Assessment of phenotypic traits
Stem diameter and wood property traits were assessed at 7 yr of age in each pedigree and site. Stem diameter over bark (mm) of the main stem was measured at breast height (1.3 m; DBH). In order to assess wood properties, cores, 12 mm in diameter, were taken from bark to bark through the centre of each tree at a height of c. 110 cm and from a constant aspect within each trial. For the F1 families, each core was sawn in half longitudinally: one half was used to measure basic density and the other half to assess chemical wood properties. For the F2 pedigree, two separate cores were taken and one was used for each assay. Basic density was determined by the water displacement method (TAPPI, 1989). Each core was air dried, and then ground to wood meal (as described by Poke et al., 2005) for the chemical analyses. Chemical wood properties, cellulose, klason lignin and extractives content, as well as the predicted pulp yield and lignin S : G ratio, were assessed indirectly by near-infrared (NIR) spectroscopy, using a Bruker spectrometer (model Vector 22-N; Bruker Optik GmbH, Ettlingen, Germany). With the exception of the lignin S : G ratio, the NIR models for klason lignin and extractives (Poke et al., 2005), as well as cellulose and predicted pulp yield (Downes et al., 2011), have previously been validated independently in E. globulus studies. The models for klason lignin and extractives (F2 pedigree only), as well as cellulose content (all families), were also re-validated in the present study. Ten per cent of the cores for each pedigree (and each pedigree × trial site in the case of F1 families) were analysed using wet chemistry for model validation. Predicted and laboratory values for cellulose were highly correlated (R2=0.83, 0.79 and 0.87 for the F2 and F1 families in Western Australia and Victoria, respectively). Predicted and laboratory values were also highly correlated for extractives and klason lignin content in the F2 family (R2=0.90 and 0.66, respectively).

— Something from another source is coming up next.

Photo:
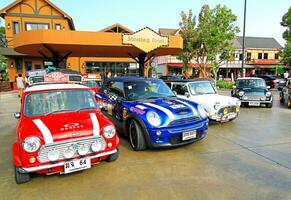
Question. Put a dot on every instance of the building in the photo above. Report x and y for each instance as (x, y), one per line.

Quantitative genetic analyses
The quantitative genetic analysis of the F2 pedigree is described by Freeman et al. (2009); the following applies to the F1 families only. In order to test for the significance of pedigree, site and their interaction effects, a mixed model was fitted for each trait using the PROC MIXED procedure of SAS (version 9.2; SAS Institute Inc., 2010). The mixed model incorporated the effects of site (fixed), family (fixed) and site × family (fixed). Plot within family within site was fitted as a random term, which was used as the error to test the fixed effects. G × E may be caused either by heterogeneity of variances/scale effects across sites, and/or changes in the ranking of genotypes, of which only the latter will significantly influence any breeding strategy. In order to test for significant changes in pedigree ranking, for each trait, least-square means were generated and multiple pairwise comparisons were performed following Tukey–Kramer adjustment.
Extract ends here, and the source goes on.